GE Closing PA Plant, 250 Jobs Lost

The plant makes inverters used in solar power generation.

Above, a GE plant in Schenectady, NY. The company has announced the closure of its plant in Blawnox, PA, resulting in 250 layoffs.
Above, a GE plant in Schenectady, NY. The company has announced the closure of its plant in Blawnox, PA, resulting in 250 layoffs.

BLAWNOX, Pa. (AP) — General Electric is closing a Pittsburgh-area plant that makes solar power equipment and says 250 of 380 workers there will lose their jobs.

GE plans to close the plant in Blawnox by year's end, the Pittsburgh Post-Gazette first reported Tuesday.

Severance packages and other benefits, including help finding new jobs, will be spelled out in the next week, said Tim Waldee, GE's site leader at the plant.
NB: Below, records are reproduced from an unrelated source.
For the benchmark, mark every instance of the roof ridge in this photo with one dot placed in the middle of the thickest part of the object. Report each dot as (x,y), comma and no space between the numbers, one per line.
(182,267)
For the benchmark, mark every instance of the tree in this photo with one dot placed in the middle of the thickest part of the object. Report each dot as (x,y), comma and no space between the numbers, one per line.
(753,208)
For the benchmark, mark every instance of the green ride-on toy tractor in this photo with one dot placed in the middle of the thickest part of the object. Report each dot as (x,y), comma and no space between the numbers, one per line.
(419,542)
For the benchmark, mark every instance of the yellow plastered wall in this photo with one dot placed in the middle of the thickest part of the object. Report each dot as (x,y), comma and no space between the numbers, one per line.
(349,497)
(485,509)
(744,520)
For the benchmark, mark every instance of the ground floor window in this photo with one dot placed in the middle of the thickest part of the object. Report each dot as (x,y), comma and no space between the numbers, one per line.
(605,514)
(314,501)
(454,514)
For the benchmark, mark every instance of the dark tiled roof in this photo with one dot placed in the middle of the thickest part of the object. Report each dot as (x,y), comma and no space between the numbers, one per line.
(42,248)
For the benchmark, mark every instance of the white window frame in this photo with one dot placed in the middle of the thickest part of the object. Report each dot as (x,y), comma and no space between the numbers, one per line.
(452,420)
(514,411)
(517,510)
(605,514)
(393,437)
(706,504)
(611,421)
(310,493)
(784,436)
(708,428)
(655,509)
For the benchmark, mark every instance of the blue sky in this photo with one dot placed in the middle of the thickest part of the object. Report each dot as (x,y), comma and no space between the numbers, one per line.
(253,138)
The 130 others who work at the plant just a few miles east of Pittsburgh will keep jobs as contractors for the U.S. Navy and work in other Pittsburgh-area locations, or move to Houston. That will be the new headquarters of GE's North American power conversion business, GE spokesman Paul Floren said.
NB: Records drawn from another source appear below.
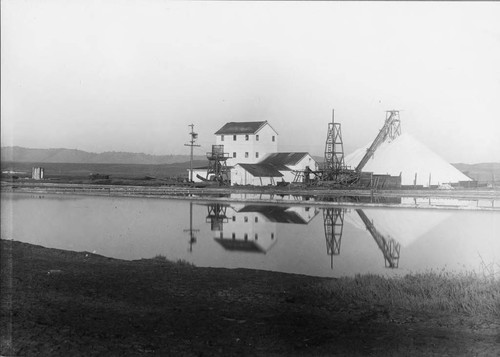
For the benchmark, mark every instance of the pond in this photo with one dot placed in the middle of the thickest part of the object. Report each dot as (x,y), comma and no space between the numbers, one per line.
(301,239)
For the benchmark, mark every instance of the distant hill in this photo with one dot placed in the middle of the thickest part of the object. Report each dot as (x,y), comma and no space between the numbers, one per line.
(20,154)
(484,172)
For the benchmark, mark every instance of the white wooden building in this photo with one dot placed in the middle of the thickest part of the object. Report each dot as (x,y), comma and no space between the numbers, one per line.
(254,159)
(247,142)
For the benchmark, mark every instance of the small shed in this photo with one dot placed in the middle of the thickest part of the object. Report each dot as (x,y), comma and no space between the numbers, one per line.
(37,173)
(255,174)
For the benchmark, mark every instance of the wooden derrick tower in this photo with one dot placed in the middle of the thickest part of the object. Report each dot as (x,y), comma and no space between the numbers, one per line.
(334,170)
(334,147)
(333,219)
(217,167)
The Blawnox plant makes inverters, which convert energy from direct to alternating current, or the opposite. The equipment is used in solar power generation.

GE had hired 130 people at the plant in the past year in anticipation of solar industry demand that never materialized, Waldee said.

"We don't have a lot of orders or sustainable demand after the third quarter of this year," Waldee said.

The plant's workers will fill existing orders and service devices that have already been sold while the plant remains open, he said.

General Electric Energy bought the Blawnox plant from Converteam Group SAS in 2011 for $3.2 billion, the Pittsburgh Business Times reported. The plant had about 300 employees at the time.